Thanks to Flask-Restless the pagination can be implemented pretty easily. Models are paginated by default. Let's see the GET response:
GET /computer?page=1
{ "num_results": 2, "objects": [ { "id": 1, "power": "100 W", "processor": "XEON", "ram": "512 MB" }, { "id": 2, "power": "0.3 W", "processor": "ARM Cortex M3", "ram": "8 KiB" } ], "page": 1, "total_pages": 1 }
The List View
So far so good but let's wrap this into our own service to be a little more convenient. I'd like some kind of collection with methods for pagination attached. An object which can be placed in scope and paginated without further interaction required. For implementation detail see the collection service implemented in private/flangular.js in the GitHub Repository.

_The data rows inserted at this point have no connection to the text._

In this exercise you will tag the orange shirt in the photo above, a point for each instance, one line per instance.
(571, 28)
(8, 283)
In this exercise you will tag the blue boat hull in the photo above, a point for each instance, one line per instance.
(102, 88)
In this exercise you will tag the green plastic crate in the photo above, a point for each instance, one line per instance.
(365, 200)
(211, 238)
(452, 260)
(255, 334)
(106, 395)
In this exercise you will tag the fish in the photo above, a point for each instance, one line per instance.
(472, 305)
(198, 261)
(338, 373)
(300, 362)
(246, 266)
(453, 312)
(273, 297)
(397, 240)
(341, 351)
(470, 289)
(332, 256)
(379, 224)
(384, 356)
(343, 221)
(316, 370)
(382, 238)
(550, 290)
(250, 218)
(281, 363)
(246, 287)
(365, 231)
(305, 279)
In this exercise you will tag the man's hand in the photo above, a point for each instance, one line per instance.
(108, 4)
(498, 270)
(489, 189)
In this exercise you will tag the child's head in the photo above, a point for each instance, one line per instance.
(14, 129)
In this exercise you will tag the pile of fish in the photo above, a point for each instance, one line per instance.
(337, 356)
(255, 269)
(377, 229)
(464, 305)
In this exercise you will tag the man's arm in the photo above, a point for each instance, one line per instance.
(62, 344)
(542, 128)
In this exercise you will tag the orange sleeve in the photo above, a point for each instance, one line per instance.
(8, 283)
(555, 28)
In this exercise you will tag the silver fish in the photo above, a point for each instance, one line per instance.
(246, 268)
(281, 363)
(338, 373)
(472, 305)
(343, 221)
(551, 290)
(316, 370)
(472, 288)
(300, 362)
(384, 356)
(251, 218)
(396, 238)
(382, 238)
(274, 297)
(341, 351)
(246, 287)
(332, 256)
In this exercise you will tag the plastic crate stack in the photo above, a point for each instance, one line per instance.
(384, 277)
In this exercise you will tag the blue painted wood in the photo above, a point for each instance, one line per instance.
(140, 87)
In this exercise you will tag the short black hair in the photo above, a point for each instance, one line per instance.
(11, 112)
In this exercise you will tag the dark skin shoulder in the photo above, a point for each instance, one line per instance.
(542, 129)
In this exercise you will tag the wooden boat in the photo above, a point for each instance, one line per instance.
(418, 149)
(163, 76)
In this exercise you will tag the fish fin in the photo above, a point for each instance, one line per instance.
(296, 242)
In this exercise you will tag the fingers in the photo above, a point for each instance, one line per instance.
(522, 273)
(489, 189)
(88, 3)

function listController($scope, collection) { $scope.model = collection('computer'); $scope.model.load(); }
This model can now be used in the template to render a paginated table. We use UI-Bootstrap for the paginator which can now be easily wired together:
<pagination total-items="model.count" ng-change="model.load()" ng-model="model.currentPage"> </pagination> <table> <thead> <tr> <th>#</th> <th>Processor</th> <th>RAM</th> <th>Power</th> </tr> </thead> <tbody> <tr ng-repeat="row in model.objects" ng-click="edit(row.id)"> <td>{{ row.id }}</td> <td>{{ row.processor }}</td> <td>{{ row.ram }}</td> <td>{{ row.power }}</td> </tr> </tbody> </table>
The Detail View
For manipulating single instances we create another service to provide us with convenient instance methods save and remove: We call it instance.
One could think about adding these methods to the instances already when querying them for the collection but since we are using UI-Router for navigation, instances have to be queried based on the URL parameter anyway.
We just take the instance object from the XHR call and attach the methods:
GET /api/computer/2
{ "id": 2, "power": "0.3 W", "processor": "ARM Cortex M3", "ram": "8 KiB" }
How does it look like?
function detailController($scope, $stateParams, instance) { $scope.model = instance('computer'); $scope.model.$select($stateParams.id); }
The simplified detail form template:
<form novalidate> <input type="text" ng-model="model.processor"> <input type="text" ng-model="model.ram"> <input type="text" ng-model="model.power"> </form>
TODO
There is error handling missing for the collection and instance services. If the session expires the application silently stops working. There needs to be some kind of notification implemented. Maybe with UI-Bootstrap's $modal.
Remarks
I'm actually an embedded guy and happy if you have improvements especially for the javascript part. Fork it on GitHub.